I love a streetcar ride.
I’ve been riding Toronto streetcars as long as I can remember (I’m on my third generation of them now) and it’s always been my favourite kind of transit trip. I love the way they glide along the streets, rather than lurch and bump like the bus. I love watching the panorama of urban life outside. The views from the big picture windows of the latest generation are wonderful.
But even I have to admit that, lately, riding the streetcar has become an awful pain.
On paper, the streetcar network is a great asset for Toronto. Running on clean electric power and big enough to carry lots of passengers in relative comfort, they are a logical part of a big-city transit mix.
Toronto has had streetcars since the 1860s, when the first, horse-drawn vehicles started trundling through downtown. Electrified in the 1890s, the network spread all over the city and even far into the suburbs. One line went all the way to Lake Simcoe.
Like most North American cities, Toronto started abandoning streetcar lines after the Second World War. The car was king then and streetcars seemed only to get in the way. But, after a citizen’s revolt coinciding with the movement to stop the Spadina Expressway, the Toronto Transit Commission decided to keep most of its downtown system. Some days, I wonder whether we ought to have chucked the whole thing instead.
Those long, sleek vehicles that now patrol the downtown are really too big for Toronto’s slender main streets. Operating in mixed traffic on most routes, without a lane of their own, they move at a pace that could generously be described as stately. Commuters on bicycles routinely outrun them. On a bad day, even pedestrians go faster.

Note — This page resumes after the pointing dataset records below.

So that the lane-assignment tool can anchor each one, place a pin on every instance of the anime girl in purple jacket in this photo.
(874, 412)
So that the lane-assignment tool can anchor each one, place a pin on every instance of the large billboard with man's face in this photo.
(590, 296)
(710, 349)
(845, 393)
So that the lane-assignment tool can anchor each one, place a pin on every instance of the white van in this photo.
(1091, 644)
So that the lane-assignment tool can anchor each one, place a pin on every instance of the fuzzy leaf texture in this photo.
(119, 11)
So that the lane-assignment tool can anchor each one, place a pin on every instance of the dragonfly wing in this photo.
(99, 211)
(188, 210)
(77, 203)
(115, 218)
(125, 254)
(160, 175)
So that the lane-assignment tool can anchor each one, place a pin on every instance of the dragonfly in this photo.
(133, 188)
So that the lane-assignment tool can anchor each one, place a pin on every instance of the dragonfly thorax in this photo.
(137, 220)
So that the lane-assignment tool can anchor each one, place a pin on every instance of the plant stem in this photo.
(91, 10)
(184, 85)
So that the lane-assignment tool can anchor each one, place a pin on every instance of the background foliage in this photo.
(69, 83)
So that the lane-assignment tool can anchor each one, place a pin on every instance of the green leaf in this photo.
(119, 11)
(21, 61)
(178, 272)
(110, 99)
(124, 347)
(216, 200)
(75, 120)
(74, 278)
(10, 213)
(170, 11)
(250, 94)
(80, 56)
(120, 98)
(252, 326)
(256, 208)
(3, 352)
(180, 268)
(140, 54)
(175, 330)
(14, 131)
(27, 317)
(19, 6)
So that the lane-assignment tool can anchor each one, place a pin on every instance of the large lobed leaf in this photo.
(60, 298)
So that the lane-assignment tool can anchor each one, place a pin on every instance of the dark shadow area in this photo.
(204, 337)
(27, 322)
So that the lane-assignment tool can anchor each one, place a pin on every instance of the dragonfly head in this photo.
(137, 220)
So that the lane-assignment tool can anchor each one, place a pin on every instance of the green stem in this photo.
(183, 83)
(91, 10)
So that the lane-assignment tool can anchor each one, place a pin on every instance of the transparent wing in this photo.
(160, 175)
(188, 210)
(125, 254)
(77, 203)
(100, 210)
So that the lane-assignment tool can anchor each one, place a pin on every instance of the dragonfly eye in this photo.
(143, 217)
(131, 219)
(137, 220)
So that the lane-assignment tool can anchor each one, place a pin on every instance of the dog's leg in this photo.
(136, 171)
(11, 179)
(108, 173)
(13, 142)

They stop too often, at too many places. They have to pause all the time when traffic slows or cars stop to turn in front of them. Out of caution, many will slow down to make way for a cyclist riding alongside, giving one person’s safety priority over the many impatient commuters on board.
If a streetcar breaks down, then all the streetcars behind it have to come to a stop, forming a red-and-white conga line that is a sadly familiar sight.
If someone in a wheelchair is getting on, the driver has to get out of the driver’s booth, step onto the street, open a panel on the side of the streetcar and activate controls to make the retractable ramp come out. Why can’t the driver do that from inside?
Bunching is a big problem. Waiting at a stop, you get no streetcars for the longest time, then a whole string of them at once.
Track repairs, road improvements and other hitches routinely require streetcars to stop running for months or take irritating detours. The St. Clair Avenue line is currently closed for a year-long series of fixes and upgrades. A huge subway-digging project at Queen and Yonge streets has turned the downtown system into a spaghetti plate of reroutings that leaves bewildered straphangers wondering where on earth they will end up. The muffled, mumbled announcements that come from the drivers in their closed booth are often no help at all.
Even when streetcars have their own protected right of way, as they do on Spadina Road, there are so many lights and turning signals that they rarely have the chance to get up to speed. Recent data on the King Street line, which has a partial right of way in the downtown core, showed that the streetcars were actually moving more slowly than they did before the city banned most cars from the route.
Despite TTC attempts to improve safety after a series of violent incidents on public transit, commuters still see a lot of misery and disorderly conduct. Spacious and warm, many streetcars have become rolling shelters for struggling people. As much as other riders might sympathize, they are getting fed up with what they have to witness on their ride to work.
Scrapping Toronto’s streetcar system is not really an option. Governments have spent hundreds of millions on the tracks and the cars: more than half a billion dollars for the latest batch of 60 alone.
Many European cities, including Dublin, Amsterdam and Strasbourg, operate popular, efficient urban streetcar systems. Toronto should be able to do the same. Whether it means more dedicated rights of way, more controls on automobile traffic along streetcar routes or smoother scheduling of construction projects, the city has to do a better job with its fleet.
Mayor Olivia Chow, who took office last summer, has made a good start by putting more uniformed security and information staff on the TTC and deploying special traffic monitors to keep things flowing at major intersections. But the city needs to do more, such as limiting left-hand turns for cars on streetcar routes and improving communication with riders about disruptions.
I still love riding Toronto’s streetcars. We just need to make sure they keep gliding along as they were meant to.